Double stranded breaks are the most dangerous form of DNA damage occurring in the genome. Double strand breaks are caused by internal agents like reactive oxygen species and many external agents like radiation.  Replication errors also cause double strand breaks.   Living organisms have two methods for correcting this error: Homologous recombination(HR) found both in bacteria and eukaryotes and non-homologous end joining (NHEJ) found mostly in eukaryotes. HR is a method which corrects the double strand breaks by using the homologous chromosome as the reference (this is the reason for diploid nature of most eukaryotes). Except for gene conversion, it does not cause mutation  to the genes in which the double strand break has occurred (usually broken ends have damaged bases which are removed  and correct bases are added by HR using the homologous chromosome as the template). But NHEJ just joins the broken ends without replacing the damaged bases (as it does not have a template to refer) leading to mutation of the genes in which double strand breaks occurred.
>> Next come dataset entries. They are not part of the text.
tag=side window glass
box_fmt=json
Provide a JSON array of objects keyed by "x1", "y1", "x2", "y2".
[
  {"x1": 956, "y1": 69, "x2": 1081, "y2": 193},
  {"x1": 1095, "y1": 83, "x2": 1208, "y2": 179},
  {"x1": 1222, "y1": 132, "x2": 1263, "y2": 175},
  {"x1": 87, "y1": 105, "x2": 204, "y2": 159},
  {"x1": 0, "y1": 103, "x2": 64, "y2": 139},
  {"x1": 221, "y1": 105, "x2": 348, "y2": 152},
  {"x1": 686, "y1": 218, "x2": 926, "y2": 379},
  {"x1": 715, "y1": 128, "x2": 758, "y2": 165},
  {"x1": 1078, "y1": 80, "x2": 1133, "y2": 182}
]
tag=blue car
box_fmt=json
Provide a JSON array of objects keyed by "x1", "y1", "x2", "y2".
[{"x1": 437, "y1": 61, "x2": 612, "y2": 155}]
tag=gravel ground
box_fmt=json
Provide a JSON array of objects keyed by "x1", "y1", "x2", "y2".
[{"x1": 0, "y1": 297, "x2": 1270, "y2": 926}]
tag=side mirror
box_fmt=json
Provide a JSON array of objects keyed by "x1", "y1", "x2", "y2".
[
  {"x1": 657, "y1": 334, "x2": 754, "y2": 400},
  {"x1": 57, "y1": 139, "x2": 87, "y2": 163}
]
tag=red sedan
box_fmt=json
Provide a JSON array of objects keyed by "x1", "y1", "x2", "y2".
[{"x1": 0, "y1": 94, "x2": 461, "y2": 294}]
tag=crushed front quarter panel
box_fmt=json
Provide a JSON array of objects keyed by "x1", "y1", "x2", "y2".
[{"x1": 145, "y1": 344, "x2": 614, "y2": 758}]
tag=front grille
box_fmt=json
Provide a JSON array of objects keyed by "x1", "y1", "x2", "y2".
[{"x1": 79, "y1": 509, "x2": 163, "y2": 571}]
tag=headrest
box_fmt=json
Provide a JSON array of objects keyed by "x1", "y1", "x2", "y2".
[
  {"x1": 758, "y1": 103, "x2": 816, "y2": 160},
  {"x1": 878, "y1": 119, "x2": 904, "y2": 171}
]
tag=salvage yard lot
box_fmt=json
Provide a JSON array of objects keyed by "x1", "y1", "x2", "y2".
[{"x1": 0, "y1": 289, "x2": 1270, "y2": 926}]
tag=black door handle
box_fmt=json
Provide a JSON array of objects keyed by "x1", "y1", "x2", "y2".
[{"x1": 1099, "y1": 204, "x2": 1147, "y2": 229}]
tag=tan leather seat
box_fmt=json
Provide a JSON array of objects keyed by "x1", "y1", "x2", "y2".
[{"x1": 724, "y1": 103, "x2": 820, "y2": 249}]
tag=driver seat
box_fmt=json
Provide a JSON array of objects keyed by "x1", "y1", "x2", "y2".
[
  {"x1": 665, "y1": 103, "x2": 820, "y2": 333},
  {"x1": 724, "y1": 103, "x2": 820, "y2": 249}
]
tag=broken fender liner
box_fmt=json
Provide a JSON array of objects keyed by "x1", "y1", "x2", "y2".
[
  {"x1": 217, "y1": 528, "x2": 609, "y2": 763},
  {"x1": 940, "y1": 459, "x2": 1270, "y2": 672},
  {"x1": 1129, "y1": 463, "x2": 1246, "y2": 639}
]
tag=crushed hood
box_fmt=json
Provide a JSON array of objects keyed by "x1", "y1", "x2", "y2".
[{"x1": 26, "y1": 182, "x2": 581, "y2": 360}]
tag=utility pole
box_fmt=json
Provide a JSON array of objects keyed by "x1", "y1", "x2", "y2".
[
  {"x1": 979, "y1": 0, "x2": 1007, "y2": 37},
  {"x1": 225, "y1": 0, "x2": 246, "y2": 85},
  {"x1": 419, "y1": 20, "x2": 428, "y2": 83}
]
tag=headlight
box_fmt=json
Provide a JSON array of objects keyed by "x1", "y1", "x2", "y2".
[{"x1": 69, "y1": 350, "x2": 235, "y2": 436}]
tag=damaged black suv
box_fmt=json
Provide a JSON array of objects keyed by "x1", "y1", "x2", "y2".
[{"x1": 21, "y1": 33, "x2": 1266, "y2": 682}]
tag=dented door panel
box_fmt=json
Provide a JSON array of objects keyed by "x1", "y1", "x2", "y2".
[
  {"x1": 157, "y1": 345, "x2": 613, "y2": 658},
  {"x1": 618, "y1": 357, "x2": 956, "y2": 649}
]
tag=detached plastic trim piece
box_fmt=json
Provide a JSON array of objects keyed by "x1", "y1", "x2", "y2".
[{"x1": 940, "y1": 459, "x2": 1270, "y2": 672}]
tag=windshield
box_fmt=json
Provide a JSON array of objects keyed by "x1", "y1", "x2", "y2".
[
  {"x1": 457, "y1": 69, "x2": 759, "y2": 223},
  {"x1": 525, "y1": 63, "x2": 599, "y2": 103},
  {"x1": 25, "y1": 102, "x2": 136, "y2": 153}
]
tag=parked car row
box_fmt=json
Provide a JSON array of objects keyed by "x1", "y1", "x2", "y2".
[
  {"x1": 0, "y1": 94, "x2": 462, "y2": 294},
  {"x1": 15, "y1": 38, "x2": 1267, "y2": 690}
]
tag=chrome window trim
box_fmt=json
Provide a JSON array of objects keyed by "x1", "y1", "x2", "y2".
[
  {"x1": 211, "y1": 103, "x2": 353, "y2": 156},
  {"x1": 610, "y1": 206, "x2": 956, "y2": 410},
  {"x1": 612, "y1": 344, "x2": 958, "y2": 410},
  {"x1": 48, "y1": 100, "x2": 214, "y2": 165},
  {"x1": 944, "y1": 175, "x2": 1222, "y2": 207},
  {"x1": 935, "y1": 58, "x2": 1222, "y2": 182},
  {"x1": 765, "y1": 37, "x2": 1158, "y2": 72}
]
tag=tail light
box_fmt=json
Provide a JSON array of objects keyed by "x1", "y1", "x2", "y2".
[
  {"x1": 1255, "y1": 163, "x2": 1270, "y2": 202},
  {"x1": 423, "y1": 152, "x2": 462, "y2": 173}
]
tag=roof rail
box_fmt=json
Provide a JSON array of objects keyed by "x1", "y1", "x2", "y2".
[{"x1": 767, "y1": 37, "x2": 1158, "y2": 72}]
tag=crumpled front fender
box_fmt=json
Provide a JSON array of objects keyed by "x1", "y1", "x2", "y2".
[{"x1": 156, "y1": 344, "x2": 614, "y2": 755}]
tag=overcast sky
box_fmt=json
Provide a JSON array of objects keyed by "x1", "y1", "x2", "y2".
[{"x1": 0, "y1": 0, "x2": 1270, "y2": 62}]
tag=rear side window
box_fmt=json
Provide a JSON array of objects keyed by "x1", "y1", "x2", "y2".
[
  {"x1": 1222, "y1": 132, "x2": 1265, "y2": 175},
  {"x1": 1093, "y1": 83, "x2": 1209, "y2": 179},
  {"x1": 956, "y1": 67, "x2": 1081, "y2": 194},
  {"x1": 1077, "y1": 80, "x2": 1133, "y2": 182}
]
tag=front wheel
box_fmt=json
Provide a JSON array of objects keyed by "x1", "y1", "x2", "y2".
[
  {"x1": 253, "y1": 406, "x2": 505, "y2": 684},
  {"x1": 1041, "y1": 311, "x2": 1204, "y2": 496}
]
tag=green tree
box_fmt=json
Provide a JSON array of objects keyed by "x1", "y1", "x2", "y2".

It was not clear when HR is used and when NHEJ is used for repairing double stranded DNA breaks. Use of either of these methods has great implication on the health of the organisms.  In a recent research  work published in PNAS it has been shown that  in humans HR declines sharply with increasing replicative age, with an up to 38-fold decrease in efficiency in presenescent cells relative to young cells. This decline is not explained by a reduction of the number of cells in S/G2/M stage as presenescent cells are actively dividing. Results of this study using normal human fibroblasts with a chromosomally  integrated  HR cassette  showed   that in aging cells, the precise HR pathway becomes repressed giving way to a more error-prone NHEJ pathway. These changes in the processing of DSBs may contribute to age-related genomic instability and a higher incidence of cancer with age.